Marina Colasanti: "a literatura em si já vem embutida de formação."

Marina Colasanti: “A literatura em si já vem embutida de formação.” (Foto: Reprodução)

No sábado, a Folha de S. Paulo publicou uma entrevista interessante com a escritora Marina Colasanti defendendo que livros de histórias infantis não precisam ser educativos. Acho que quem conhece o trabalho dela entende que essa posição é defendida há muito tempo, não apenas agora. Ela inclusive viaja o Brasil discutindo sobre o assunto.

Como a própria autora diz, a literatura em si já vem embutida de formação. Hoje de manhã, quando abri o Facebook, a primeira matéria que apareceu no meu feed de notícias foi essa. Então decidi olhar brevemente os comentários. Talvez por ingenuidade, achei que encontraria apenas opiniões interessantes e construtivas.

Em meio a tantos bons comentários, alguns extremamente negativos, erráticos e vazios em sentido me chamaram a atenção. Uma professora de Apucarana, no Paraná, funcionária da rede estadual de ensino, comentou o seguinte sobre a declaração de Marina Colasanti: “Da onde vem esses completos idiotas, querendo ferrar com uma nação toda!”

Outro sujeito disse que o vermelho ao fundo da foto revela a origem ideológica de Marina Colasanti (acredite, não foi uma piada). Sem dúvida, faz muito sentido, ainda mais se levarmos em conta o fato de que a escritora declarou apoio ao Aécio Neves durante as eleições. Na mesma postagem, um rapaz “vociferou” que com tal comentário Marina Colasanti está defendendo a desconstrução do Brasil.

Esses exemplos me lembraram dois episódios. O primeiro foi há poucos meses, quando o escritor Paulo Venturelli, radicado em Curitiba, ministrou uma palestra e ao final o questionaram sobre o que os professores poderiam fazer para estimular nos mais jovens o interesse pela leitura.

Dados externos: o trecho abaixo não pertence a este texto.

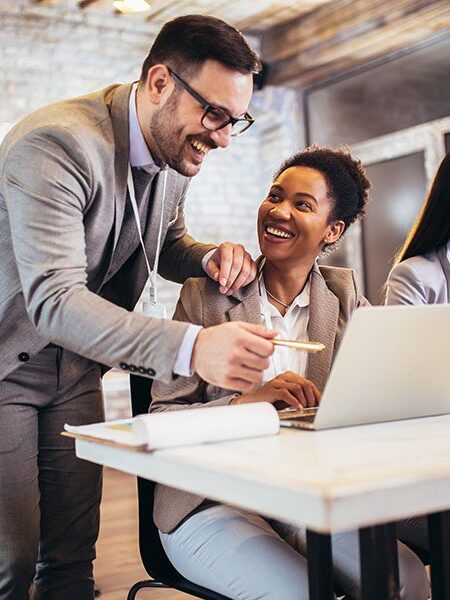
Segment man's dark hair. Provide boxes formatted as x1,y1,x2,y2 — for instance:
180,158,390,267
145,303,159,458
275,146,371,234
141,15,261,82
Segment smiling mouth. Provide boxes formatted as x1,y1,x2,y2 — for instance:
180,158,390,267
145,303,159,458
264,225,294,240
189,138,210,156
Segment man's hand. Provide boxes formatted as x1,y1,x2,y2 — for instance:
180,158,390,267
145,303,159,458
206,242,256,295
232,371,320,409
191,321,277,392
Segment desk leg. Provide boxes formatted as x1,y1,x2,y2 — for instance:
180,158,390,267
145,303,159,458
306,529,334,600
428,511,450,600
359,523,400,600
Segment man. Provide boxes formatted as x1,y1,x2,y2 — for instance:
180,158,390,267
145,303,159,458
0,15,273,600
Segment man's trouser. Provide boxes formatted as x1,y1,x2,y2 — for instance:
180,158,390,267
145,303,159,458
0,345,104,600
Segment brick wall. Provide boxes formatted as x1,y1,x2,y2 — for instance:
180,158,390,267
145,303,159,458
0,0,303,418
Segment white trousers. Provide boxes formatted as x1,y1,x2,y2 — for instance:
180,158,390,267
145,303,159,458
160,504,430,600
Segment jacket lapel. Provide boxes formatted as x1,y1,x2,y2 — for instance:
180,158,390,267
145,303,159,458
110,84,132,253
226,278,262,325
306,264,339,390
226,256,264,325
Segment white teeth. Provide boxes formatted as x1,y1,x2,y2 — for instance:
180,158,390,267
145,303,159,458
191,140,208,154
266,225,294,239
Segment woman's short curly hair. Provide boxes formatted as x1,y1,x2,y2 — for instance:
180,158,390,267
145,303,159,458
275,146,371,231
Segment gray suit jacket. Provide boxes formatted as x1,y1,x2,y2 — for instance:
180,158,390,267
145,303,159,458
0,85,213,381
150,265,368,532
386,246,450,304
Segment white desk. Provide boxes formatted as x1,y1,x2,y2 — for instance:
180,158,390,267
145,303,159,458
76,415,450,600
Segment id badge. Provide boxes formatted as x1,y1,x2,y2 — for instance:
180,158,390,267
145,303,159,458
142,302,167,319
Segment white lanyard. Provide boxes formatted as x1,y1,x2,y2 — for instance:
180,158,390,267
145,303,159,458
127,164,168,319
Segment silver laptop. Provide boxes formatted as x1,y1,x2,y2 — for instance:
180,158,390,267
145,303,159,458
280,304,450,430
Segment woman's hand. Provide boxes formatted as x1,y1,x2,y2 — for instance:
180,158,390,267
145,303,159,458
231,371,321,409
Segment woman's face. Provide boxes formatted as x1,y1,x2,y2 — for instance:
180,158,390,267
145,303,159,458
258,167,344,264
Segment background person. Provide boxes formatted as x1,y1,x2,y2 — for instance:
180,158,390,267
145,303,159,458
0,15,272,600
151,147,429,600
386,154,450,304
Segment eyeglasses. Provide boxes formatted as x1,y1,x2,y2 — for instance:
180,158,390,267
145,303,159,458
167,67,255,137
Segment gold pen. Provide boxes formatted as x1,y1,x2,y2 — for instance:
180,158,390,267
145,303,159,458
271,339,325,353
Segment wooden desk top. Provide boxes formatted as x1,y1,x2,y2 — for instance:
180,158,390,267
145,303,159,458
76,415,450,532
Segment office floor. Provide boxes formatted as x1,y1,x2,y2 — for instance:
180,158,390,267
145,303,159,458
95,469,193,600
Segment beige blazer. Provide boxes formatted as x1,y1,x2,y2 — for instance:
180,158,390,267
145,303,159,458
0,85,213,381
150,265,369,532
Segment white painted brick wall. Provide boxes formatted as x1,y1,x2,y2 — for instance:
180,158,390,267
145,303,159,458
0,0,302,418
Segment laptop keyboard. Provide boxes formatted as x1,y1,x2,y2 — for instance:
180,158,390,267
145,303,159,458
278,406,318,423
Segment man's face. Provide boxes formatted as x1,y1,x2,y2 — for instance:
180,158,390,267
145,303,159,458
150,60,253,177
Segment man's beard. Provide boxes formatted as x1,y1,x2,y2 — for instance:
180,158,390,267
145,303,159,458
150,95,194,177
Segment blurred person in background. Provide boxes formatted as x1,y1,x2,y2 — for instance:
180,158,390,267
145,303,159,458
386,154,450,304
0,15,274,600
150,147,429,600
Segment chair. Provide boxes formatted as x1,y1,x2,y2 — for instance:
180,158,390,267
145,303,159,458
127,375,229,600
127,375,429,600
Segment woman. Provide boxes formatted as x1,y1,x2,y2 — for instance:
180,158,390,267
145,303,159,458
386,154,450,304
151,147,429,600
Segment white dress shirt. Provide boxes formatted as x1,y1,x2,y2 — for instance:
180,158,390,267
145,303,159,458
129,83,215,377
259,276,311,381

Muita gente não gostou da resposta do autor, mas provavelmente ele se valeu de sua experiência de décadas trabalhando com literatura. “Comece lendo. Leia de verdade. Um professor não pode cobrar leitura de um aluno se ele mesmo não lê”, respondeu Venturelli que também é professor.

Paulo Venturelli: “Um professor não pode cobrar leitura de um aluno se ele mesmo não lê."

Paulo Venturelli: “Um professor não pode cobrar leitura de um aluno se ele mesmo não lê.” (Foto: Reprodução)

Com esse comentário, o escritor deixou subentendido que quanto mais você lê, mais ideias você tem de como estimular a leitura. Do contrário, há de se sentir sempre anuviado. O segundo episódio não tem relação direta com literatura, mas sim com a cultura em geral.

Em 2008 ou 2009, não tenho mais certeza do ano, um grupo de professores da rede estadual de ensino entrou em contato comigo pedindo para eu apresentar voluntariamente uma sessão especial do projeto Mais Cinema na Casa da Cultura Carlos Drummond de Andrade, em Paranavaí, no Noroeste do Paraná. Eles queriam que eu exibisse um filme sobre os mais diversos aspectos da exploração infantil. Gostei da ideia e me comprometi também em fazer a análise do filme e discutir o assunto com dezenas de alunos e alguns professores.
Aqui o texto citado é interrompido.